Perhaps they aren’t far away?

LAFC have lost and will be losing some key pieces over the last year: Diego Rossi, Mark-Anthony Kaye, Eduard Atuesta, and possibly Carlos Vela sooner than later. But they’ve also got some good pieces already on the roster.

In 2021, LAFC clearly seemed to be in a malaise, and a few major injuries really tested the team’s depth, but throughout the season, they were well outperforming their results according to the advanced stats. Obviously a year-long slump that busts the projections may point to issues with the projections themselves, and a disappointing year it certainly was, but that hints at the possibility that LAFC don’t need a full teardown and are actually not too far away from being contenders again.

Changing the manager, especially the departure of as big a personality as Bradley, is a massive shift in itself. But in choosing continuity in Cherundolo, who worked with Bradley last year as Las Vegas Lights FC head coach, it appears LAFC are banking on a “retooling” rather than a rebuilding. Perhaps other suitable coach targets would have required another year or two of mediocre to poor results, and LAFC think they can turn things around quickly with Cherundolo and hopefully a handful of impact signings to come.

He’s an unknown, but working for this

Cherundolo has never been head coach of a top flight side before. Maybe he’ll be the next great American coach. Maybe he’ll be a disaster. It’s all unknown at this point.

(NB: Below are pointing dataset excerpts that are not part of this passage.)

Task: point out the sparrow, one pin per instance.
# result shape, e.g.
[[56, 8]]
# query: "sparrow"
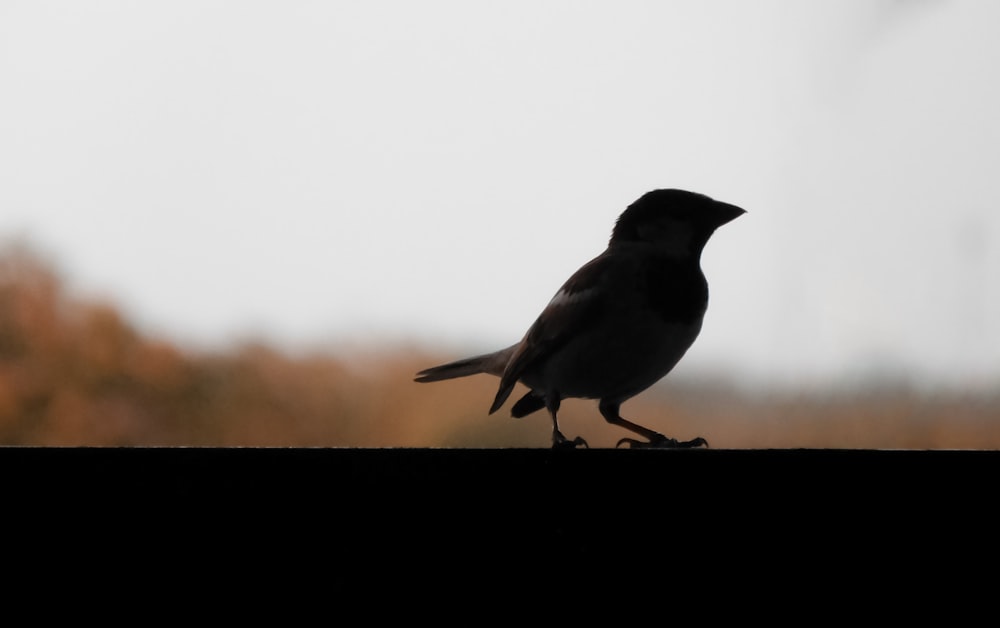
[[619, 324]]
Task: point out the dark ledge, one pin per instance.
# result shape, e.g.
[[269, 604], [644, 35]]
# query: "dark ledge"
[[523, 502], [233, 476]]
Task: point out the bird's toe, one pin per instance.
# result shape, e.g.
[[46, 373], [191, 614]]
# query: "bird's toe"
[[663, 442]]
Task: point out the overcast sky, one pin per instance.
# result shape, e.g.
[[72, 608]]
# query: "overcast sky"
[[316, 172]]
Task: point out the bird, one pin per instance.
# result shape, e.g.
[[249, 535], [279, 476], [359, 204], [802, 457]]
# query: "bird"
[[618, 325]]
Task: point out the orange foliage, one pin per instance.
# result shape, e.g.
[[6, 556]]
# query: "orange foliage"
[[77, 374]]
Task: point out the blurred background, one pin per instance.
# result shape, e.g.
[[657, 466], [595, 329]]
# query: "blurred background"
[[250, 223]]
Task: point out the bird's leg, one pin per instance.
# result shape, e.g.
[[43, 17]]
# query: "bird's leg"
[[559, 441], [610, 412]]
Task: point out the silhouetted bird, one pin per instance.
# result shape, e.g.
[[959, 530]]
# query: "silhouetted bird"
[[619, 324]]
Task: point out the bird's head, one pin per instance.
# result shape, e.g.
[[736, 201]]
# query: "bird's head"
[[676, 222]]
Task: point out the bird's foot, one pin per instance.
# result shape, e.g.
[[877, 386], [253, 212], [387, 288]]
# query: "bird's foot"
[[662, 442], [561, 442]]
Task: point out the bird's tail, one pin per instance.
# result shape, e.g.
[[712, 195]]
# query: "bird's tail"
[[491, 363]]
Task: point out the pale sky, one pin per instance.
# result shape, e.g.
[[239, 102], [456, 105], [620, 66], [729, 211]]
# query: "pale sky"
[[431, 172]]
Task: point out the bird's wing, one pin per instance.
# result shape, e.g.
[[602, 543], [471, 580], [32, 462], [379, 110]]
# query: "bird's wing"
[[578, 305]]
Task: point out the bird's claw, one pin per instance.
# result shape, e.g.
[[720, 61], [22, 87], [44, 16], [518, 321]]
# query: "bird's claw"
[[663, 442], [561, 442]]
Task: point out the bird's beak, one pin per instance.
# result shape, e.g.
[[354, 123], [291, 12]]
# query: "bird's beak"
[[726, 212]]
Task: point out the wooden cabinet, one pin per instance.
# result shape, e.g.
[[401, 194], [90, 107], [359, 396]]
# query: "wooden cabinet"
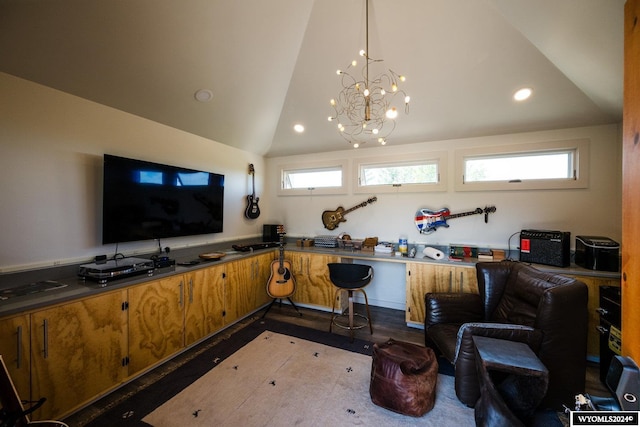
[[593, 284], [246, 285], [204, 307], [425, 277], [313, 286], [156, 321], [630, 182], [15, 349], [78, 351]]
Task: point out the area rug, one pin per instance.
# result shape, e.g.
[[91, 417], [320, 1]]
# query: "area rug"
[[279, 380], [142, 402]]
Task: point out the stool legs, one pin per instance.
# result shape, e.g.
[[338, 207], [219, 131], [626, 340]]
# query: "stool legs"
[[350, 310]]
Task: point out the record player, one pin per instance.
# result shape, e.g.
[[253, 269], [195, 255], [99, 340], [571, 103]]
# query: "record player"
[[103, 272]]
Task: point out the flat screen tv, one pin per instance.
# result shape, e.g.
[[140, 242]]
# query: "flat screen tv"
[[144, 200]]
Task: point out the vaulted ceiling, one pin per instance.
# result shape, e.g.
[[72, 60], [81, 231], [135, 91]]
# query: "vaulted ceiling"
[[270, 64]]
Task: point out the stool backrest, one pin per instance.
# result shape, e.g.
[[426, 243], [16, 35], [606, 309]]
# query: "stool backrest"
[[350, 276]]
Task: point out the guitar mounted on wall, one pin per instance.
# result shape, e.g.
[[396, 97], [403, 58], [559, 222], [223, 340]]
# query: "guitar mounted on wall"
[[281, 283], [252, 211], [331, 219], [428, 221]]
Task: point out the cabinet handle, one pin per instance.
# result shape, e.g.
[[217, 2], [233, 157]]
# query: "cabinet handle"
[[19, 346], [45, 335]]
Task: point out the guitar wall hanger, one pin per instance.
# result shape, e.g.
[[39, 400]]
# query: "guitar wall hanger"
[[331, 219], [428, 221]]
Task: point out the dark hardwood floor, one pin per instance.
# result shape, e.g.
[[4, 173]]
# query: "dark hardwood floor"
[[387, 323]]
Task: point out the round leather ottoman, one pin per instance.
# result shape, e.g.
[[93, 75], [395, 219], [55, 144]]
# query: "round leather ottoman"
[[403, 377]]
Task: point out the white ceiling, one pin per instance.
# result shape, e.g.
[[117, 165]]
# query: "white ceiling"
[[271, 63]]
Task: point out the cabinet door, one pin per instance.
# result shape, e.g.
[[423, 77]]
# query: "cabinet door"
[[78, 352], [313, 286], [14, 347], [422, 278], [156, 321], [204, 303], [246, 286], [593, 285]]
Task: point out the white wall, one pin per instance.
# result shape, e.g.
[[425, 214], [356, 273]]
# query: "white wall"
[[51, 147], [595, 210]]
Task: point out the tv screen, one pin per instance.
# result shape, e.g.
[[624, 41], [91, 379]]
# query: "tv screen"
[[144, 201]]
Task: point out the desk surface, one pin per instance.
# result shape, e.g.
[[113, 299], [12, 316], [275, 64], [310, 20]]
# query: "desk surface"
[[508, 356]]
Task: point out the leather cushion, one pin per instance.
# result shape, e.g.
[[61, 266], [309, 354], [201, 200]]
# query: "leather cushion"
[[403, 377]]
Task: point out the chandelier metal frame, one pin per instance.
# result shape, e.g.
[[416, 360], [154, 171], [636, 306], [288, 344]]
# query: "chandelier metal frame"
[[364, 108]]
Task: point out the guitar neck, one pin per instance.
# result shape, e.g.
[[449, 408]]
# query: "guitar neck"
[[460, 215], [361, 205]]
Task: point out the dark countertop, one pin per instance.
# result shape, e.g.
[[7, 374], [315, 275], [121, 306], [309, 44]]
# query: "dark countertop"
[[76, 287]]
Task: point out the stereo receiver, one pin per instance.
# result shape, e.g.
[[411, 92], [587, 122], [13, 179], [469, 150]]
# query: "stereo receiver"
[[545, 247]]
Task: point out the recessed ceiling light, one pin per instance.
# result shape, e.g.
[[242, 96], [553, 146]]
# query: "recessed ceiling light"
[[203, 95], [522, 94]]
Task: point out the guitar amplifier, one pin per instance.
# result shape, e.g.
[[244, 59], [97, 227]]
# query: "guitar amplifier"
[[545, 247]]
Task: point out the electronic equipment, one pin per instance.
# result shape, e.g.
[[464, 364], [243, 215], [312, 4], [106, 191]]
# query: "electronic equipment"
[[597, 253], [144, 200], [103, 272], [545, 247]]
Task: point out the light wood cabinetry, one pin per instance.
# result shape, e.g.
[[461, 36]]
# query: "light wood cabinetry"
[[313, 286], [15, 349], [593, 285], [424, 277], [204, 306], [78, 351], [246, 286], [156, 321]]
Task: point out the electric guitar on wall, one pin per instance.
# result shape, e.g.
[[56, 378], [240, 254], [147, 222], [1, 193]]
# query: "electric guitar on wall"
[[428, 221], [281, 283], [252, 211], [331, 219]]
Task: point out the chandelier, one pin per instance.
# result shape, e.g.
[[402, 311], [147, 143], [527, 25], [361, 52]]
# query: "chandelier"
[[364, 108]]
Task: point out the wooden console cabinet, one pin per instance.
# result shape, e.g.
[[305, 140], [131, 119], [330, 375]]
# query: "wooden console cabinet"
[[424, 277], [74, 352]]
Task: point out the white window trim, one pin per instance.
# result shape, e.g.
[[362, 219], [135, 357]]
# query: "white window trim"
[[341, 163], [440, 157], [581, 179]]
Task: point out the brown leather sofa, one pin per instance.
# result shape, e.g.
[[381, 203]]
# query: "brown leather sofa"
[[515, 302]]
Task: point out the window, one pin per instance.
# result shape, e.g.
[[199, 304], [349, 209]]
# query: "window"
[[316, 178], [402, 173], [553, 165]]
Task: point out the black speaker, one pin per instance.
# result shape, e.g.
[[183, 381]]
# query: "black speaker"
[[545, 247]]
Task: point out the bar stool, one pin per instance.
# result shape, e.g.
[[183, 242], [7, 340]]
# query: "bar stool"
[[351, 278]]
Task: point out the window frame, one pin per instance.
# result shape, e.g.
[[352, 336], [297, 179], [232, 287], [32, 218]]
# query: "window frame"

Cherundolo’s record in Las Vegas was woeful, but that’s somewhat beside the point considering Las Vegas were fielding mostly kids and the competition in the USL Championship was some of the deepest independent teams in the league. And after a very bumpy start to the season, they did find some rhythm for a little while before the wheels fell off and teams more or less expected an easy three points each time out.

I think it’s normal to wonder if Cherundolo has the temperament to succeed as a head coach. With just one season under his belt as head coach at the pro level, it’s the same question every newish coach would face. Some people can hack it, and some can’t.

At the same time, while it makes sense to wonder if Cherundolo will be the right choice to make the step up to be LAFC’s manager, it’s worth remembering he’s been putting in the work to get ready for this moment. Since retiring, he’s served as an assistant coach, at Hannover 96, Stuttgart, the U.S. Men’s National Team and the Germany U-15 National Team, and he’s been youth coach at Hannover, and then had the season in Las Vegas. He’s got the UEFA Pro License — an unusual license for Americans to hold and a respected badge around the world. He’s done the homework, literally. So as far as preparing for the moment, Cherundolo has done just about everything you would abstractly want in a new head coach.

If Cherundolo works out, Thorrington’s succession plan is going to be seen as a great success, and if it doesn’t, it will be seen as a huge blunder by the club. It’s a lot of pressure, but hey, it’s the truth. The appointment is made, the manager has prepared for this job, and now we’ll see how it all comes together.